Citing information from the previous year, the NCUF reported that credit unions also made at least 24,000 individual presentations in 2010 that reached more than 609,000 students.
“Credit unions put their money where their mouths are when it comes to financial education,” said Northwest Credit Union Association (NWCUA) CEO John Annaloro. “Because having a smart membership that understands basic principles of living a healthy financial life contributes to the prosperity and financial health of the credit union, the entire Northwest credit union system supports financial education.”
While not every credit union participated in the report, those that did reported significant activity in financial education outreach. According to the report, between Jan. 1 and Nov. 30, 2011, Washington credit unions reached 3,548 students. In Oregon, the number was 2,894.
Several Northwest credit unions and efforts that successfully began in the Northwest are featured as case studies in the new report, including:
- Emmy Award-winning PBS program “BizKid$,” which will go into syndication in 2013;
- Rogue Federal Credit Union’s High School Student Branch program;
- Cumulative efforts by Oregon credit unions to educate youth on financial topics;
- Washington’s credit union support of a Financial Education Public Private Partnership (FEPPP);
- Oregon and Washington Credit Union Foundation efforts to support financial education.
And this is just a sampling of the financial education efforts by Northwest credit unions.
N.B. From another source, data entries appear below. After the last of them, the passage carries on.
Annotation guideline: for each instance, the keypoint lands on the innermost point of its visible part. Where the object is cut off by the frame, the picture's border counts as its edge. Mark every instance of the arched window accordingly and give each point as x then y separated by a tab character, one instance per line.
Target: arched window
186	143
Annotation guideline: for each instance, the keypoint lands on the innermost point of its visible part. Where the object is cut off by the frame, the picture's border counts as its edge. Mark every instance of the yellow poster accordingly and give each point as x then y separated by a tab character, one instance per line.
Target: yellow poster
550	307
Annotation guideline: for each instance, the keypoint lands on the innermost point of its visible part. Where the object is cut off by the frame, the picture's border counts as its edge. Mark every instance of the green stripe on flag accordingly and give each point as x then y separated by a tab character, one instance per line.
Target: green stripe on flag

Washington credit unions support at least 24 in-school branches. Oregon’s credit unions boast 28.
The report makes clear that most successful credit union financial education programs share many characteristics, including integrating financial education into every available touch point; providing specialized tools and content for selected market segments, such as children, adults, and seniors; and utilizing partnerships. The most common financial education partners for credit unions are schools, community groups, financial literacy groups and other credit unions.
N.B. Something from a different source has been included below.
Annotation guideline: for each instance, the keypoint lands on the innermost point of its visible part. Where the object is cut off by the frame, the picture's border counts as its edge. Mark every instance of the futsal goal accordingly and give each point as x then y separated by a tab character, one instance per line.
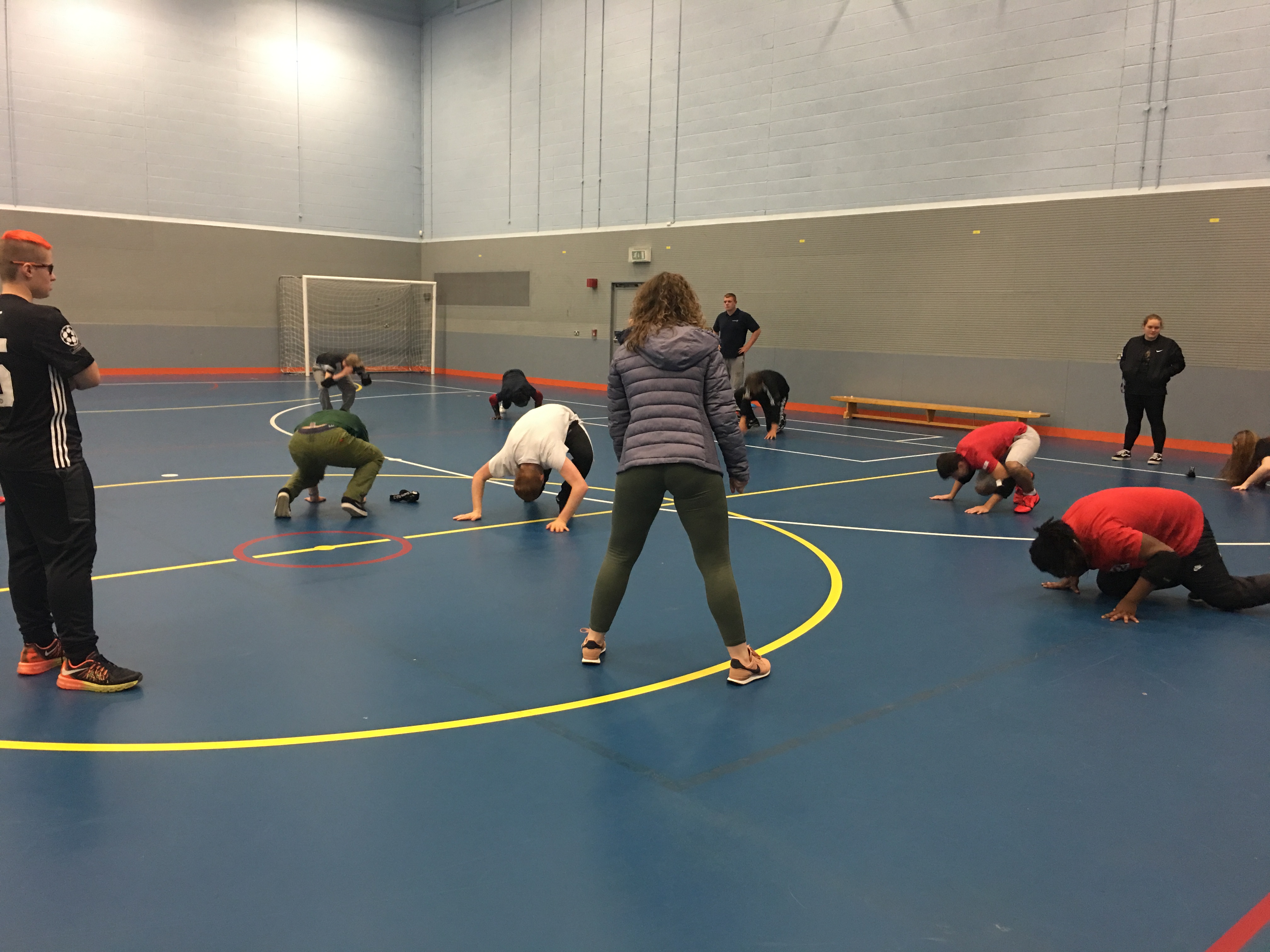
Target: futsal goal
390	324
And just last week, Washington Gov. Chris Gregoire signed three proclamations officially recognizing:
- Feb. 19-26 as Washington Saves Week as part of America Saves Week
- April as Financial Literacy Month
- April 21-18 as Money Smart Week
“Washington and Oregon are fortunate to have strong public, private business and government support of financial education efforts,” Annaloro said. “Considering the economic bust we are still experiencing, there is ample evidence that not-for-profit credit unions are one of a handful of business sectors with the credibility, experience and passion to deliver effective financial education.”
In the Washington legislature, a bill supported by Washington FEPPP, which includes the state’s credit unions, would place financial education in line as a high school graduation requirement. House Bill 2268 received its first hearing in the Education Committee on Jan. 23, 2011. The bill is sponsored by Reps. Jan Angel, R-26, Larry Haler, R-8, Hans Zeiger, R-25, Chris Reykdal, D-22, Jeannie Darneille, D-27, Troy Kelley, D-28, Laurie Jinkins, D-27, and Mark Hargrove, R-47.